それが高校生ぐらいの時だったでしょうか。過去分詞を習った時かもしれません。当時はコドモだったので映画の内容は刺さりませんでしたが「ぬ」は響きました。

その後はあまり邦題に注目することもなかった中で、久しぶりに唸ったのがこの作品。早いうちは原題で予告や広告を見かけていたので、邦題を知った時にナルホドと思ったのかもしれません。

消えた声が、その名を呼ぶ

原題は"The Cut"、2014年のドイツ・フランス・イタリア・ロシア・カナダ・ポーランド・トルコ合作の作品です。

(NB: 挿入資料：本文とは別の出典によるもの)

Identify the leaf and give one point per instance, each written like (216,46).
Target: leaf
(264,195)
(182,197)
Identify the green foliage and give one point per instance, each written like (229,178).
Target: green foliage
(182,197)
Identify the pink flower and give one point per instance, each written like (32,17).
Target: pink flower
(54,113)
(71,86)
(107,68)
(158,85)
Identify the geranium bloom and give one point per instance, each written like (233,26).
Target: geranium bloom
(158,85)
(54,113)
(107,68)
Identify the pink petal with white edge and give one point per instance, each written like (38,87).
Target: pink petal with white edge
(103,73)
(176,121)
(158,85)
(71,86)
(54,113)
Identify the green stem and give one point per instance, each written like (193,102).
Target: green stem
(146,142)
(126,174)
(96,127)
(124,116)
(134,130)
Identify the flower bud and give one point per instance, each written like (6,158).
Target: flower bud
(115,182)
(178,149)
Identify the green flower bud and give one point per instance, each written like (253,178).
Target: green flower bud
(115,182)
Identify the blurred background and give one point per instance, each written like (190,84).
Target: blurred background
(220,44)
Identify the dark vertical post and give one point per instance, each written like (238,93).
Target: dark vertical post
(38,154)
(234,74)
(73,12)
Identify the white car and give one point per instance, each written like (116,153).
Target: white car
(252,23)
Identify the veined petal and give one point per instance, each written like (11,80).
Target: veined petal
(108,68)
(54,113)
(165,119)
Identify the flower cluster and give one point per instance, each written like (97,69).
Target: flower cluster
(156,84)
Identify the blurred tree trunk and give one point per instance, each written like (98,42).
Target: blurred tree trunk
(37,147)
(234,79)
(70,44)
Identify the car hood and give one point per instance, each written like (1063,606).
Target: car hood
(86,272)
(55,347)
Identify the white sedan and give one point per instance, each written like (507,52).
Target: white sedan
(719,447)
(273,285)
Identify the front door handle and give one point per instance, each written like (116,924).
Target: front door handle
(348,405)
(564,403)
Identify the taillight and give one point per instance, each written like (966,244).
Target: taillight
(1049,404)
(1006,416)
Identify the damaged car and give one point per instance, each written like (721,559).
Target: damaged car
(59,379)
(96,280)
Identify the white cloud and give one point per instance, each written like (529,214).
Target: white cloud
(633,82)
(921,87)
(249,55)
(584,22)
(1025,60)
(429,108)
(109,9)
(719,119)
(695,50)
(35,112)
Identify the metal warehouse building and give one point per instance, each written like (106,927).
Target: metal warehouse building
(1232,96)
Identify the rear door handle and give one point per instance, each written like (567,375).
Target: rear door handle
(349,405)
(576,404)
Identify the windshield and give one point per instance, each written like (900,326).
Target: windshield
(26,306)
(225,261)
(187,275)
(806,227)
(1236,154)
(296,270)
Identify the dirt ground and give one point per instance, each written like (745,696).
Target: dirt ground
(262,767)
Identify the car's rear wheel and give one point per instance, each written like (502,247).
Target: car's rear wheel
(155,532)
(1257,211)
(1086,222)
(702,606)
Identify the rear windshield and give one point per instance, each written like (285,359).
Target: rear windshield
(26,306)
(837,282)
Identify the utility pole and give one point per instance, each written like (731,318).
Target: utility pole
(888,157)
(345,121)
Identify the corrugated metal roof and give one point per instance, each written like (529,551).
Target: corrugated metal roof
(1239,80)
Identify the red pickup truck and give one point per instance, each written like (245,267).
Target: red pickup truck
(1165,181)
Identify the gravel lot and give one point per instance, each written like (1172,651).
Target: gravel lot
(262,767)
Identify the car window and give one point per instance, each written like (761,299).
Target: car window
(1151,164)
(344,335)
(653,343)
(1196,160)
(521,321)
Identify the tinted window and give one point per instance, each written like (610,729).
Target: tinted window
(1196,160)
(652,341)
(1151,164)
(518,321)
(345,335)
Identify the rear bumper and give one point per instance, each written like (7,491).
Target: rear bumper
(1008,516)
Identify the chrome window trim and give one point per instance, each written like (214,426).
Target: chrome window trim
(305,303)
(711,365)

100年前のオスマン・トルコで起こったアルメニア人虐殺事件。
主人公の鍛冶職人ナザレットは、突然妻や娘から引き離されて男たちと共に連行されます。大半が処刑された中で生き延び、娘を探して8年間、トルコからレバノン、キューバ、フロリダ、そして北アメリカのノースダコタに辿り着きますが──。

予告にも出てきますが、The Cutの意味するのは切られた喉であり、もしかしたら家族やコミュニティの絆もあるかもしれません。”消えた声"は喉を切られて出なくなった声だけでなく、今まで表立って伝えられなかったこの悲劇の被害者たちの声でもあるのではないでしょうか。

内容が虐殺ですので、目を覆いたくなるようなシーンが出てくるのは事実。
自分が生き延びるために、他人を傷つけてしまったこともありました。そんな中で、ナザレットを助けてくれる人もいたのは救いでした。

消えた声が「その名を呼ぶ」のはどういうことなのか、ナザレットが娘を呼ぶのか、それとももっと壮大な意味が……?

歴史的な事件も学びました。同じ状況になったら自分だって、少ない手がかりに希望を求めて追うだろうとも思いました。家族とは、同胞とは、そんな事も考えました。
やっと辿り着いたらまた絶望の底に落とされるという繰り返しの中、1%でも希望があればそれは0%ではないと言うかのように前に進むナザレットに、人間の強さというものも見たと思います。